Slurm (quick guide)

This page is the quickest path to run jobs on the DGX.

Available partitions

Partition Max walltime Intended usage Command style
interactive10 02:00:00 Interactive debugging and quick tests on one 1g.10gb MIG srun
prod10 24:00:00 Batch jobs on one 1g.10gb MIG sbatch
prod40 24:00:00 Batch jobs on one 3g.40gb MIG sbatch
prod80 24:00:00 Batch jobs on one full A100 80GB GPU sbatch

In beginner terms: start with standard GPU (10 GB VRAM) (interactive10/prod10), move to large GPU (40 GB VRAM) (prod40) or full GPU (80 GB VRAM) (prod80) if your model does not fit.

The scheduler applies partition defaults for GPU type, task count and CPU count, so beginner commands can stay short.

Basic workflow

1) Quick Python test in current shell (CPU only, resource-limited)

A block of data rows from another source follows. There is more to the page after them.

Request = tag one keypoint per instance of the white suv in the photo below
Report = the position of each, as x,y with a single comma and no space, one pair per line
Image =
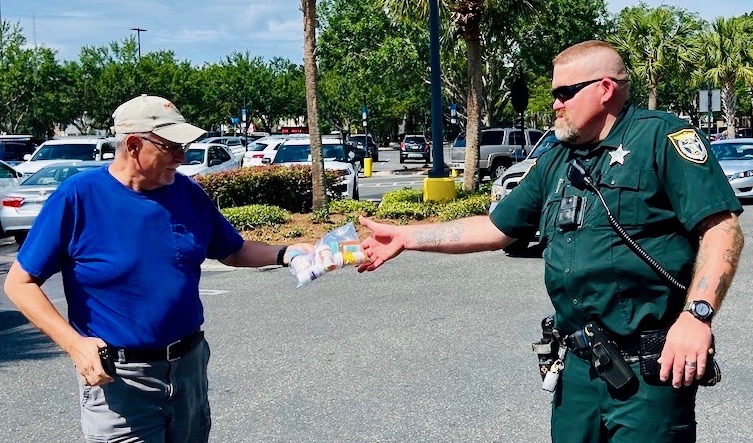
71,148
499,149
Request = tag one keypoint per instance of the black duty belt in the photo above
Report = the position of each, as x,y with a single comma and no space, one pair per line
633,348
173,351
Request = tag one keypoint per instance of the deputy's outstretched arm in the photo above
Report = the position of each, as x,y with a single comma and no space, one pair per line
686,350
454,237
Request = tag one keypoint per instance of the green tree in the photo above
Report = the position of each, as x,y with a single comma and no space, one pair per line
655,42
28,81
366,57
728,48
466,18
309,66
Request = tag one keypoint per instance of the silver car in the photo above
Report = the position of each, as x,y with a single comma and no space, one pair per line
208,158
736,159
22,204
505,183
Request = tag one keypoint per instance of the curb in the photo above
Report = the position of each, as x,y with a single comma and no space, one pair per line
399,172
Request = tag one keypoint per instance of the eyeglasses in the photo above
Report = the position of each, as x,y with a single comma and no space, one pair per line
565,93
171,149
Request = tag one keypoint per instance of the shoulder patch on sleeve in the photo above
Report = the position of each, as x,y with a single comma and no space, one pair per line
689,145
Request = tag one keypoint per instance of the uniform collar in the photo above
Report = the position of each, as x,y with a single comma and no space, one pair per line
614,138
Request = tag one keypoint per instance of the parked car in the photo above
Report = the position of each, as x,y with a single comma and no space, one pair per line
336,155
22,204
13,148
9,177
499,149
265,147
253,136
415,146
504,184
69,148
207,158
736,159
371,148
236,144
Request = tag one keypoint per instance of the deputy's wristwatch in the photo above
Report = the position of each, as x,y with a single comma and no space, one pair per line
700,309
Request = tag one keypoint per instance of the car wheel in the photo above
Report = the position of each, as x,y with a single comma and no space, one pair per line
497,169
20,237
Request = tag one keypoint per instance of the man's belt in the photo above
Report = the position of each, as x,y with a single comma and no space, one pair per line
173,351
633,348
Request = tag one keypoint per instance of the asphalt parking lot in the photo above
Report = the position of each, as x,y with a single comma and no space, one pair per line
430,348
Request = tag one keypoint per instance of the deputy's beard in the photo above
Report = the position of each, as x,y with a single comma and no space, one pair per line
564,131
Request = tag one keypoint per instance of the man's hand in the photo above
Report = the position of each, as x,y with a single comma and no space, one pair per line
85,355
686,350
384,243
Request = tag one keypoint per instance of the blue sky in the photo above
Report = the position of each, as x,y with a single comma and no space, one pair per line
209,30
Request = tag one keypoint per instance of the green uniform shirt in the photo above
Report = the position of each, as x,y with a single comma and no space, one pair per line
659,179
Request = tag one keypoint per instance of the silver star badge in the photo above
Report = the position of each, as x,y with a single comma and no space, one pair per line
618,156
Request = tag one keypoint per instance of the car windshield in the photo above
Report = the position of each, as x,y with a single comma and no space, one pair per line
54,175
78,151
302,153
544,145
195,157
359,139
733,151
258,146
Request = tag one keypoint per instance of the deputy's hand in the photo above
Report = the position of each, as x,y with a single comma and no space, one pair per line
384,243
85,355
686,350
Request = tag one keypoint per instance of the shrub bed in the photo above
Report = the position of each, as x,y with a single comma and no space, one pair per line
286,187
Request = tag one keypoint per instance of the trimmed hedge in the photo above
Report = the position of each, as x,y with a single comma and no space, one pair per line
407,204
250,217
286,187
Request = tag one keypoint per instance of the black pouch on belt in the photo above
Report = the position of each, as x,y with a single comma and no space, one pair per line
606,358
651,345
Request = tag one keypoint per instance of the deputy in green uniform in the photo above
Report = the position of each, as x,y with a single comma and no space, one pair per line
667,192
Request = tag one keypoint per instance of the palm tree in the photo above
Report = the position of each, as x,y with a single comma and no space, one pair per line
309,66
466,17
656,42
729,56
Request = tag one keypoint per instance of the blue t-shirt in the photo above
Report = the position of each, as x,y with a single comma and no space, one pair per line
130,260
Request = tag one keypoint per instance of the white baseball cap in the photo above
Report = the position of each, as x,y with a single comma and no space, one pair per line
149,113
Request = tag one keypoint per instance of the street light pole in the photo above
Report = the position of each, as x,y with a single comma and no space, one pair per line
138,38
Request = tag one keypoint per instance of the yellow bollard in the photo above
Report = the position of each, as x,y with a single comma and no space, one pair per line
367,167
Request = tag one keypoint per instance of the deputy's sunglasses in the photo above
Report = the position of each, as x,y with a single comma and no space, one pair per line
565,93
171,149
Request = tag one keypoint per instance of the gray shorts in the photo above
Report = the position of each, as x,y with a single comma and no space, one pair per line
150,402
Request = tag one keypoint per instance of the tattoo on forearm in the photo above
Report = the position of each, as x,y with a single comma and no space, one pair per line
721,291
703,284
438,235
701,258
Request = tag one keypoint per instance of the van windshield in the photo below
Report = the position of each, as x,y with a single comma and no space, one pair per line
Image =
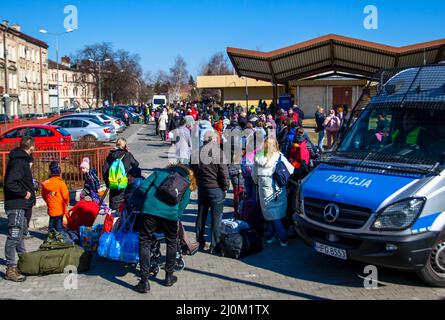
401,135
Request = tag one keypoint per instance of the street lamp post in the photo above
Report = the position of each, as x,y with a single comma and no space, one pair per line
57,35
99,64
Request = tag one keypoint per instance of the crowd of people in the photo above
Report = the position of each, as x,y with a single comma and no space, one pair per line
267,144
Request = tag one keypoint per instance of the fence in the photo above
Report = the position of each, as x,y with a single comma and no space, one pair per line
5,126
69,161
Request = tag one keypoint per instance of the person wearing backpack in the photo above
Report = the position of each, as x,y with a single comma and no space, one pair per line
91,184
301,151
320,119
115,171
290,137
273,197
162,210
213,179
56,196
19,197
332,125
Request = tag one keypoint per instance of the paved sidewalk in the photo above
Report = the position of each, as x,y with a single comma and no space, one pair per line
296,272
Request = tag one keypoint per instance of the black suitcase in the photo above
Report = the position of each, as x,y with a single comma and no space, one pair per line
240,245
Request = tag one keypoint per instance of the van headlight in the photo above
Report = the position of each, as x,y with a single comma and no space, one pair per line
399,216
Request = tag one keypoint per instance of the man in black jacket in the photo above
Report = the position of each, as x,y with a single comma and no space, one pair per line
213,183
19,197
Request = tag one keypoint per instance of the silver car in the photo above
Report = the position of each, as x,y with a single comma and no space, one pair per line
118,125
87,129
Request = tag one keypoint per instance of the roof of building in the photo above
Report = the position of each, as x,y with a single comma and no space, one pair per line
24,36
53,65
332,53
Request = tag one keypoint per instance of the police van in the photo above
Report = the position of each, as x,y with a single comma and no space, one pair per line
379,196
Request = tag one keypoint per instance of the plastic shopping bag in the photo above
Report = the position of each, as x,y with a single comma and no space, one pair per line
89,237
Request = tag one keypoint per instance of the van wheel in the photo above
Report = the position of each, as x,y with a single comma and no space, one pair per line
434,271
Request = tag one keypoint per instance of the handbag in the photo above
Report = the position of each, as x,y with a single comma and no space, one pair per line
281,175
230,226
89,237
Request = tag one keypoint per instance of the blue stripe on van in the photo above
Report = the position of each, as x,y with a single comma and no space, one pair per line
424,222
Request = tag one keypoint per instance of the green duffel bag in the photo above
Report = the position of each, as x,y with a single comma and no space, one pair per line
53,258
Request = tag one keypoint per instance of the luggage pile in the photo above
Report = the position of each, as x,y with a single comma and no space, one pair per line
242,237
72,247
53,256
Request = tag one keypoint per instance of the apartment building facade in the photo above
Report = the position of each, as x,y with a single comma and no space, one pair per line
77,89
23,72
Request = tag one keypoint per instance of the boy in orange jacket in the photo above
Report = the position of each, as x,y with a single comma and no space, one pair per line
56,195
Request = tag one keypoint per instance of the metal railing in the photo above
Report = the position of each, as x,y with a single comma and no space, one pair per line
5,126
69,161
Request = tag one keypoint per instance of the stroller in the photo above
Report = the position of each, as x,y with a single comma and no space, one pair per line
184,247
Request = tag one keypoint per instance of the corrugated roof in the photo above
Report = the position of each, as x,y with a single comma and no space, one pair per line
332,53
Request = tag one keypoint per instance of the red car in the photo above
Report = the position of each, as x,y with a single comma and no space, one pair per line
48,138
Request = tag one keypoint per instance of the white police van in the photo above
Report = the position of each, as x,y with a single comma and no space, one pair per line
379,196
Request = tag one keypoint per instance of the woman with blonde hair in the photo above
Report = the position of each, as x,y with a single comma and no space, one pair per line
120,153
158,214
273,198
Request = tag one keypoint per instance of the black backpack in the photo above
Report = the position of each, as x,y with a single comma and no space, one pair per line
240,245
173,189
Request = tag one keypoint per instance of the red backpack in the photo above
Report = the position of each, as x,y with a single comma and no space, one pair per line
300,154
84,213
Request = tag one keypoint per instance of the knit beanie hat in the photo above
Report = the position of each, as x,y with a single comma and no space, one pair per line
85,164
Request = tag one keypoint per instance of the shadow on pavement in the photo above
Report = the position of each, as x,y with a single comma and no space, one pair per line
111,271
257,285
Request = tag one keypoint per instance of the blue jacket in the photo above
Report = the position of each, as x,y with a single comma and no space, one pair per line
288,142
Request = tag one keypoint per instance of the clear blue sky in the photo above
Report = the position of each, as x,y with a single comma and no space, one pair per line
159,30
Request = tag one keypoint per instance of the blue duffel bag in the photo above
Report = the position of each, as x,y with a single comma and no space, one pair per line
120,246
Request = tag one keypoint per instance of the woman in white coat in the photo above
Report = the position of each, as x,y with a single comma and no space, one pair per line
163,121
273,199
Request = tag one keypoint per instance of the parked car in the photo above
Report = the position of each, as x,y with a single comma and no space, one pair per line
118,125
87,129
47,137
4,118
116,112
135,117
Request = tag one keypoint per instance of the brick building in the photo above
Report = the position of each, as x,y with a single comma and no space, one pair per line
76,88
23,72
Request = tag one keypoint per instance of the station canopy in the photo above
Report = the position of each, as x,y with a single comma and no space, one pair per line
332,55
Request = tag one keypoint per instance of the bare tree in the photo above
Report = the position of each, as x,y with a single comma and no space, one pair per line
86,60
121,76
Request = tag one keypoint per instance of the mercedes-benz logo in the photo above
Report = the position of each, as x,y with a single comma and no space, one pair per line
331,213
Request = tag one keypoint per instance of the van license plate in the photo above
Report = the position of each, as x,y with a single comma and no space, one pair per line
331,251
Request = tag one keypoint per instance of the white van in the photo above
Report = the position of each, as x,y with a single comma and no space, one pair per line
159,101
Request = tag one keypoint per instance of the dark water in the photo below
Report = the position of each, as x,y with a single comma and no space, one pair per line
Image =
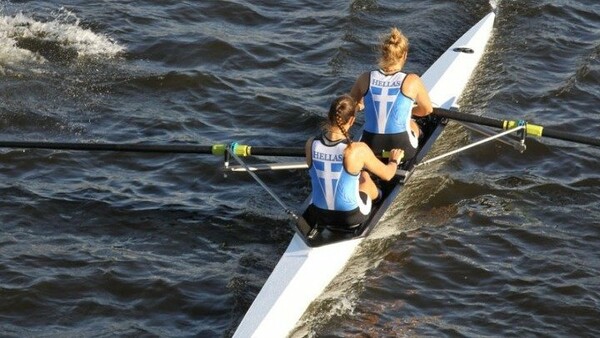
490,242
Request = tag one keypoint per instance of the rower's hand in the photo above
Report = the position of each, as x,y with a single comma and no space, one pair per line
396,155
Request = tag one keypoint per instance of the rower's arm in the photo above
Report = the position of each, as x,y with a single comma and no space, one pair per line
359,89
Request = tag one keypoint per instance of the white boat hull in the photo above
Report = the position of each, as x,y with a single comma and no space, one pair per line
304,272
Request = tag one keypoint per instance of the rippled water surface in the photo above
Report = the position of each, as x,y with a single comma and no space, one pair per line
490,242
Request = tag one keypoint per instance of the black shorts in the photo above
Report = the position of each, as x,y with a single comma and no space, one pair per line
381,142
336,218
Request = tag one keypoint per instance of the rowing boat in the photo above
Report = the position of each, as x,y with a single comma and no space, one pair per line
316,255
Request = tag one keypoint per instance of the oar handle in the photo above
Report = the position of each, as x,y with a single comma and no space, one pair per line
531,129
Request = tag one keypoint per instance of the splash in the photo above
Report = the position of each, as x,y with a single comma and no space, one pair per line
25,40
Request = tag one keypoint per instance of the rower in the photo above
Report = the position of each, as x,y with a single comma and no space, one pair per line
342,192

You can run Python directly after login for quick checks:

python3 -c "import sys; print(sys.version)"
python3 my_script.py

This login environment is resource-limited by policy. Use it only for small tests and setup tasks.

2) Create and use a virtual environment

python3 -m venv venv
source venv/bin/activate
pip install --upgrade pip
pip install numpy torch

Then run Python as usual:

python train.py

3) Open an interactive GPU session for debugging

srun -p interactive10 --time=01:00:00 --pty bash

Inside that shell, activate your virtual environment and run tests:

source venv/bin/activate
python train.py

4) Launch production jobs with sbatch

Recommended workflow (start with prod10):

cd ~/my_project
cp ~/slurm-prod10.sbatch ./job.sbatch
nano job.sbatch
sbatch job.sbatch

For reference, a minimal one-line submit also works:

sbatch -p prod10 --time=04:00:00 --wrap="bash -lc 'source venv/bin/activate && python train.py'"

slurm-prod10.sbatch is a basic template installed for users from /etc/skel. If your account predates this change, copy it manually once:

cp /etc/skel/slurm-prod10.sbatch ~/

Basic Slurm commands

sinfo                        # list partitions and node states
squeue -u $USER              # list your jobs
scontrol show job <jobid>    # inspect one job
scancel <jobid>              # cancel one job
sacct -j <jobid>             # job accounting/history

Notes

  • interactive10 accepts interactive jobs (srun).
  • prod10, prod40, prod80 are batch-oriented and should be used with sbatch.
  • For exact technical policy (GRES mapping, defaults, limits, quality of service), see Advanced partitions.
  • For the current physical/logical GPU split on this DGX, see GPU and MIG layout.